Purpose of review: This review summarizes the most recent evidence regarding the effects of micronutrients on brain development.
Recent findings: Emerging evidence indicates that nutrition in the early life can profoundly influence neurodevelopment, affecting later life health outcomes, neurocognitive performances, and disease risks. Inadequate early life nutrition has been associated with some neuropsychiatric disorders. Epigenetic mechanisms could play a crucial role, imprinting the genomes in early life making the individual more susceptible to develop diseases later in life.

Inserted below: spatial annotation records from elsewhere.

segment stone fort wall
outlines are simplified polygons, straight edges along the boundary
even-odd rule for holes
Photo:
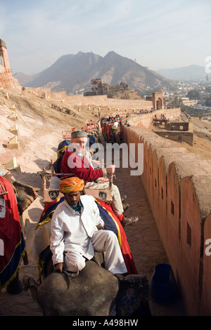
[[[186,315],[210,315],[211,256],[205,251],[211,239],[211,160],[143,128],[123,126],[123,134],[136,152],[138,143],[143,144],[141,181]]]
[[[134,109],[150,110],[153,107],[153,100],[119,100],[108,98],[106,95],[84,96],[83,94],[77,94],[67,95],[65,91],[51,92],[51,88],[23,87],[23,93],[30,92],[43,98],[68,102],[72,106],[94,105],[98,107],[106,106],[120,110],[128,109],[129,110]]]

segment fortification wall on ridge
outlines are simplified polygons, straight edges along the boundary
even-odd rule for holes
[[[210,315],[211,256],[205,251],[211,239],[211,160],[144,128],[122,129],[136,152],[143,143],[141,181],[186,314]]]

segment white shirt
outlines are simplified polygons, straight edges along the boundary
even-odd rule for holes
[[[113,127],[117,128],[117,127],[118,127],[118,122],[117,122],[117,121],[115,121],[115,123],[113,123]]]
[[[82,195],[80,200],[83,205],[81,214],[65,199],[53,215],[50,239],[53,265],[63,262],[64,251],[77,251],[89,260],[94,255],[91,237],[98,230],[96,226],[103,227],[104,222],[92,196]]]

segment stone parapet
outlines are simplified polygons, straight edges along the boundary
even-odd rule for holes
[[[136,152],[143,144],[141,181],[186,315],[210,315],[211,160],[144,128],[123,125],[122,130]]]

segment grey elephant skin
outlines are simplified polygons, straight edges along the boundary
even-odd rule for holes
[[[125,280],[119,281],[92,260],[87,261],[76,278],[53,271],[40,285],[30,277],[24,279],[24,283],[45,316],[132,315],[139,314],[143,301],[143,312],[150,315],[145,275],[127,275]]]

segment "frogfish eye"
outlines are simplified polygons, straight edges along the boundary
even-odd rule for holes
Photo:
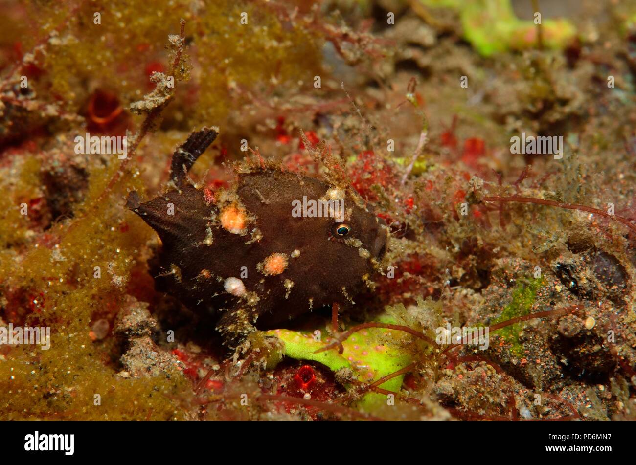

Children adequately nourished are more likely to reach their developmental potential in cognitive, motor, and socioemotional abilities, with positive societal repercussions. Data from further clinical trials are needed before more definitive conclusions can be drawn regarding the efficacy of dietary interventions for improving neurocognitive and social outcomes and preventing some neuropsychiatric illnesses. Nevertheless, it is reasonable to make recommendations to our patients to adopt certain dietary habits to optimize early life nutritional status in order to avoid long-term adverse consequences. Strategies of prevention should focus on ensuring more quality food to preconceptional, pregnant, lactating women and to children in their early life, not only in those areas where malnutrition is common but also in developed countries.
Keywords: Brain development; Epigenetics; First 1000 days; Iodine; Iron; Micronutrient deficiencies; Micronutrients; Neurocognitive performances; Neurodevelopment; Neuropsychiatric diseases; Zinc.